Nearly a week after the other major wireless carriers vowed to stop selling customers location-data, Sprint has decided to do the same.
Sprint has announced that it will also stop selling customer location-data. According to a Sprint spokesperson, the company decided to stop its arrangements with data aggregators last year. However it also “assessed that the negative impacts to customers for services like roadside assistance and bank fraud alerts/protection that would result required a different approach. This led to Sprint taking a different approach. It now has more “stringent safeguards to help protect customer location data.” But due to recent events, it has decided to end the arrangements with data aggregators entirely.
Joining, AT&T, T-Mobile and Verizon, now all of the major carriers in the US have agreed to stop selling location-data to other companies. This of course, comes after a bombshell investigation from Motherboard that showed how easy it was to track someone’s phone, and how quickly that information can fall into the wrong hands. This got a lot of people’s attention. AT&T, T-Mobile and Verizon all ended their relationships with data aggregators almost instantly. Though Sprint was quiet for nearly a week before we heard a peep out of them.
This location-data actually serves a purpose for carriers, who would need to share this data with outside companies for things like roadside assistance and bank fraud alerts. These are services that these carriers have offered for years. But because the carriers don’t offer this service themselves, and offer them through other companies – or aggregators – the data is essentially sold to them. This led to carriers defending the practice in the past. And it is also why they are not ending the relationships immediately, and giving a March deadline. To ensure that it won’t affect any products that it currently sells.

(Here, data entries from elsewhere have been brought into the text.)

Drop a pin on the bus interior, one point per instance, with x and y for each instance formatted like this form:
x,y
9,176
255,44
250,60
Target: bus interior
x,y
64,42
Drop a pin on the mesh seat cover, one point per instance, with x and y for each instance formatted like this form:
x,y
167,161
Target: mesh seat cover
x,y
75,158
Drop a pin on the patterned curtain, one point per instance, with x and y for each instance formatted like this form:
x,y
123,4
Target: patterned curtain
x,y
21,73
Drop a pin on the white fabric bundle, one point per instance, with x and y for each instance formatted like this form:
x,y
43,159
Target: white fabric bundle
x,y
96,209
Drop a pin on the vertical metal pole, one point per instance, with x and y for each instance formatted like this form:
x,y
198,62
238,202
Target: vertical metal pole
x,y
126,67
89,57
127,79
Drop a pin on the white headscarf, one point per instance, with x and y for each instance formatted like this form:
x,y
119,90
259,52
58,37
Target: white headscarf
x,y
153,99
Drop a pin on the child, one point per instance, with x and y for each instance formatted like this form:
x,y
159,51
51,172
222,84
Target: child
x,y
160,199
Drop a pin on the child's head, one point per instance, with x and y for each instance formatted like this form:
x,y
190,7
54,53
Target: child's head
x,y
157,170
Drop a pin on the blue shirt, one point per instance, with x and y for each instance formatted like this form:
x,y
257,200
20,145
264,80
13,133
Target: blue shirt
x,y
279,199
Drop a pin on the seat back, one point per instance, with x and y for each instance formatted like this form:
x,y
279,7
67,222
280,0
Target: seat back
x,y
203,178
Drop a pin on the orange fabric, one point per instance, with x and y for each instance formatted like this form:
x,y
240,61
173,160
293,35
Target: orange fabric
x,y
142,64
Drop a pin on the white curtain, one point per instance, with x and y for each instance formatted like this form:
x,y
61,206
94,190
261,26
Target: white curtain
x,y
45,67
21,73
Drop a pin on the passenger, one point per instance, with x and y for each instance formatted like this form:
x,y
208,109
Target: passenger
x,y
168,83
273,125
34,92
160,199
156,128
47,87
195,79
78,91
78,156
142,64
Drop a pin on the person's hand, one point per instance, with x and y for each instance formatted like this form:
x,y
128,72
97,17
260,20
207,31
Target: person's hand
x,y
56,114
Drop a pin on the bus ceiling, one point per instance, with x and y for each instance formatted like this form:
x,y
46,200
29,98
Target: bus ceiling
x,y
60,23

This investigation showed everyone how carriers had very little respect for our privacy, and the fact that there is no regulation involved either. The only regulation for carriers and selling data, is the fact that they cannot sell it to law enforcement. But everything else is off limits. And once a company sells it to another, what happens after that is no longer their fault. Which leads to a much larger issue for everyone involved.
Congress also sought to get involved, and demanded that FCC chairman, Ajit Pai make an appearance in front of the Committee of Energy and Commerce, in an “emergency briefing” to brief members of the House of Representatives, on how carriers are able to sell customers location-data without any blowback. Pai declined the briefing, stating that he could not come due to the government shutdown – even though he is still working and is not furloughed.
It appears that the wireless carriers are much more interested in protecting consumer’s data, following this investigation, than the FCC who is overseeing what these carriers do. Though this is not new for Chairman Pai, who has sought to undo everything done under the Obama administration, as well as rolling back a ton of regulation. So it’s really no surprise here.